Don’t disturb the photographer. Hard at work …
Violet, lilac, amethyst, mauve … all these colours could be used to describe the deep hues of the lavender here. It was first cultivated on the Valensole plateau in the 19th century, and the town still produces 80% of the world’s lavender today. We’ve been gobsmacked by the volume of Asian visitors come to wonder at this purple marvel every July. Each day there are cars, buses, bicycles parked at the roadside, with masses of people wielding their cameras and wandering among the flowers. The girls all dress up in flowing, gauzy dresses — often white — and often wearing ribboned hats, posing coyly for the cameras and twirling in the backlight. It’s quite fascinating. Well, hello, we are also utterly mesmerised and are also to be found crouching in the fields, among the bees and pollinating insects.
Lavender. Theatrical and outrageous electric … True and false blue … The gas jet breathing in oblivion … The blue of deep presence.
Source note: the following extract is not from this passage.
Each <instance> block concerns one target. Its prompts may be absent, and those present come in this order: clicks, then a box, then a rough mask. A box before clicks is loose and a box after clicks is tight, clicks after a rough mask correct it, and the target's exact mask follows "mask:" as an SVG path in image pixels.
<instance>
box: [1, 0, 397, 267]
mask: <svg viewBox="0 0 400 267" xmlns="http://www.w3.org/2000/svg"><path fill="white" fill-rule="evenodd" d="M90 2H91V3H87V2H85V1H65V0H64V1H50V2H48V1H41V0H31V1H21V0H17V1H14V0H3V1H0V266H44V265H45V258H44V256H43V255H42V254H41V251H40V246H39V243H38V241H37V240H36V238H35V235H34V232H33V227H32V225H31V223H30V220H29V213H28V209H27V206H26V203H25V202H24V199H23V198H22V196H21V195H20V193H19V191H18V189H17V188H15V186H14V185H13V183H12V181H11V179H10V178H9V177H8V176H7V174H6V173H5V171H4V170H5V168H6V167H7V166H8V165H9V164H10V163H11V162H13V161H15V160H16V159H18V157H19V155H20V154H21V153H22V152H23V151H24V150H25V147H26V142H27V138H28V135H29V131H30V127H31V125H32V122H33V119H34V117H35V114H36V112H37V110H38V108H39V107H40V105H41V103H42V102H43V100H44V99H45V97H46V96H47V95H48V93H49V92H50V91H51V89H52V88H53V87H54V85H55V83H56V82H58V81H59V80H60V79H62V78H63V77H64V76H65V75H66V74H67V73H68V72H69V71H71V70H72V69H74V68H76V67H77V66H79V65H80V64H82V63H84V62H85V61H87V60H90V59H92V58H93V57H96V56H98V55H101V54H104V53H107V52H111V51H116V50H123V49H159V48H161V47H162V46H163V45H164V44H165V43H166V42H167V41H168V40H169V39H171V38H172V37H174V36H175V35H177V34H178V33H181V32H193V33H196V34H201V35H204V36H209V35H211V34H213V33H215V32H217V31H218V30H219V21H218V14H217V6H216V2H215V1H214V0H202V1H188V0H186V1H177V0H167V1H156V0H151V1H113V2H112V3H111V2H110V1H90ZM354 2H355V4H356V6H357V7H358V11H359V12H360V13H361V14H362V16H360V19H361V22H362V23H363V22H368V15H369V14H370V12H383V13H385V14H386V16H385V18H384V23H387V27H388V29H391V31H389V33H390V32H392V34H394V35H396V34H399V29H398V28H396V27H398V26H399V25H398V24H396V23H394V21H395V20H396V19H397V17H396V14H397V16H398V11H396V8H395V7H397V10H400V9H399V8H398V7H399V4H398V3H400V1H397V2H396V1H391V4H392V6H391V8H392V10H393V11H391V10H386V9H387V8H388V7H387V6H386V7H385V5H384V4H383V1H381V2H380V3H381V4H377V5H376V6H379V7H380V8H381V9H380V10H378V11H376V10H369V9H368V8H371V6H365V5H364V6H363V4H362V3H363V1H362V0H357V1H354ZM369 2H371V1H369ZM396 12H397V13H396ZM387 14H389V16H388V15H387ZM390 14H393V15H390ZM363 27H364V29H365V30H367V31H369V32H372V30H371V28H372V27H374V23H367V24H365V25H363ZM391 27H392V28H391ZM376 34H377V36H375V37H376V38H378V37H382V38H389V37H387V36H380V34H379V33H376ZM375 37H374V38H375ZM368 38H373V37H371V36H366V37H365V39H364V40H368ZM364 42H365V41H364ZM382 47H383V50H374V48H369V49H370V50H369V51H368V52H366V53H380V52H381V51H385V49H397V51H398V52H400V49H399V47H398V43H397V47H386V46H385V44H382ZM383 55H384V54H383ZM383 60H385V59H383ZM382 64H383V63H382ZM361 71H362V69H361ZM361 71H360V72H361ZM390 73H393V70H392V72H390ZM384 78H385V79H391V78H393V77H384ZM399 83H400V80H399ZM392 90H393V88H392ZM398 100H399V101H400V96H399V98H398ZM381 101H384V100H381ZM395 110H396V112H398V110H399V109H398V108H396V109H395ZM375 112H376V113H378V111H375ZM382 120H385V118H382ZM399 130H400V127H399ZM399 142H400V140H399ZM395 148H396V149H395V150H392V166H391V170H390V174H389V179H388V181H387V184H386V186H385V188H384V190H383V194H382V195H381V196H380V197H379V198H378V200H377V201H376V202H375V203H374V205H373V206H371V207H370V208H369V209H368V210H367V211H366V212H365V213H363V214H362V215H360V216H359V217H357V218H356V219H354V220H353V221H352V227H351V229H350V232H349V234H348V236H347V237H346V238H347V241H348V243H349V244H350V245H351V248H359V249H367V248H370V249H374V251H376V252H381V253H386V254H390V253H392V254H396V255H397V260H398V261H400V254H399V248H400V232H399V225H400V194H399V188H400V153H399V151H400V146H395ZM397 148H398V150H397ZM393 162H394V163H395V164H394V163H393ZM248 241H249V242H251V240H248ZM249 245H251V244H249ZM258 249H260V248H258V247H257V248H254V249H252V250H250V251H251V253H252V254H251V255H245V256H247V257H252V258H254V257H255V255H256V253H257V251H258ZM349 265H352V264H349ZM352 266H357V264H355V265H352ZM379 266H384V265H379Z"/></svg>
— Louisiana poet Yusef Komunyakaa
In the quote below I have taken some liberties and removed all the olde worlde spellings, simplifying the text to modern usage (apologies to the late novelist) …
The flowers of Lavender picked from the knaps [I think the word is “calyx”!] … I mean the blue part and not the husk, mixed with Cinnamon, Nutmeg, and Cloves, made into powder, and given to drink in the distilled water made thereof, helps the panting and passion of the heart and prevails against giddiness, turning or swimming of the brain …
— British novelist John Gerard Braine (1957)
Today a hybrid lavender called lavendin is grown prolifically in addition to the traditional
more deeper-hued lavender. Lavendin is used in soaps, while lavender is used in perfumes and cosmetics.